Figure 3. Screenshot of PatchControl 384, the software for the SyncroPatch 384PE, during a recording of 6 cardiac ion channels expressed in different cell lines. Four columns of the patch clamp chip (64 wells) received one cell line expressing either hERG (HEK), K_V4.3 (CHO), K_V7.1 (CHO), Kir2.1 (HEK), Na_V1.5 (CHO) or Ca_V1.2 (CHO). All cell lines were provided by ChanTest (a Charles River Company). A voltage protocol was designed to activate all channels simultaneously, shown at the top of the figure. The first step to 0 mV (1) was used to activate Na_V1.5 and Ca_V1.2, the second part of the protocol to 60 mV followed by a step to −40 mV (2) was used to activate K_V4.3, hERG and K_V7.1 and the final ramp (3) was used to activate Kir2.1. The columns are scaled individually to expand the relevant current and an example is shown at the top of each set of columns.

Figure 4. (A) Schematic setup of impedance measurement electrodes in the CardioExcyte 96 (Nanion Technologies). (B) The CE96 is capable of performing impedance and EFP recordings in combination. Top trace shows an EFP recording which represents the electrophysiological activity, the bottom trace shows the corresponding impedance trace which represents the contractility of the beating network. Note that the spikes in the beginning of the EFP trace are due to the fact that one recording electrode is used with which the electrical activity of the complete cardiomyocyte network is detected, translocation of the signal thus results in slightly shifted Na spikes. (C) 96-well view of an exemplary experimental layout in the impedance mode.
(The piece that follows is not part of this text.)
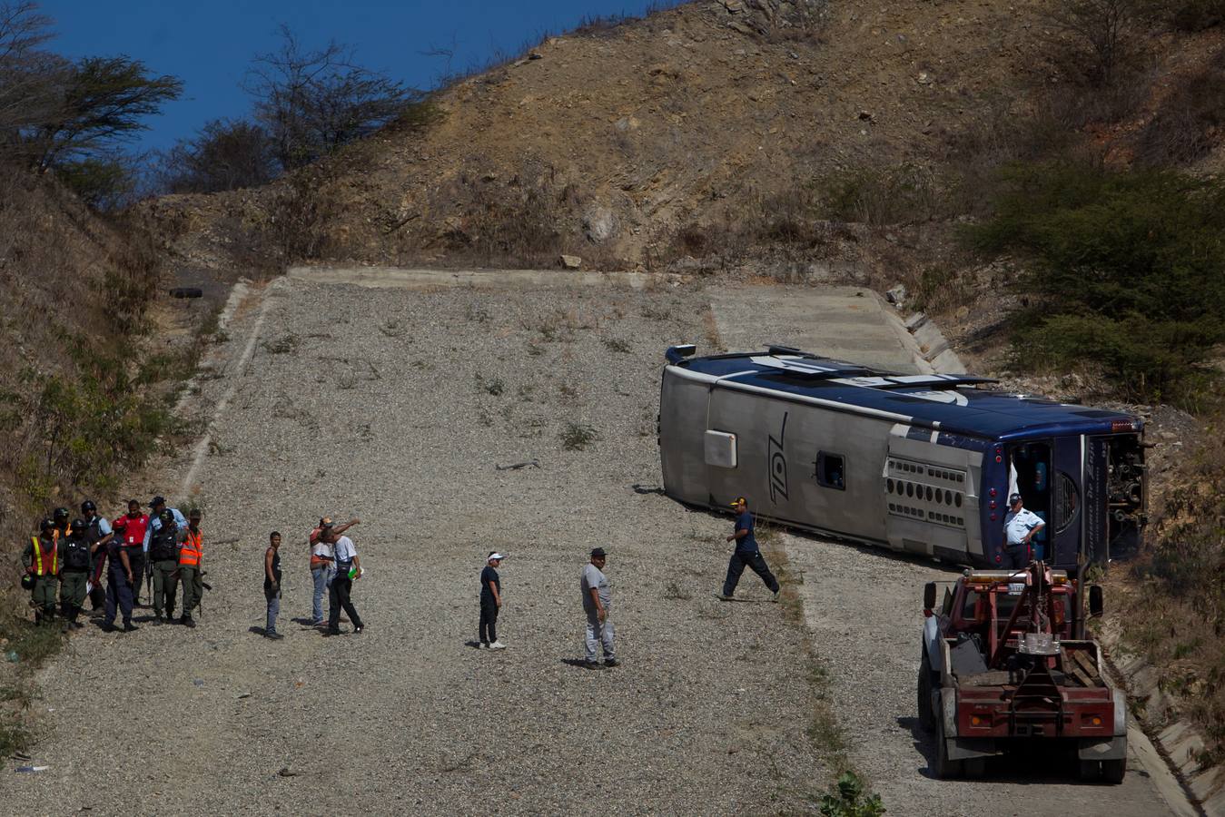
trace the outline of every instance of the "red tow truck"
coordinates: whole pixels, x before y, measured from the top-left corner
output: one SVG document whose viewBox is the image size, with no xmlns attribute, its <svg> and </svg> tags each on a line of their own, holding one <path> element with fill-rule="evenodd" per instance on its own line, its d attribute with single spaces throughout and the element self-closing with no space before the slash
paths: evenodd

Different concentrations of compounds were tested on Cor.4U cardiomyocytes (Axiogenesis). The compound-induced effects on the beat rate, amplitude or beat irregularity (arrhythmia), among other parameters, can be viewed online during the experiment. Panels (A and C) reproduced with permission from Doerr et al.³² © SAGE. Reproduced by permission of Michelle Binur. Permission to reuse must be obtained from the rightsholder.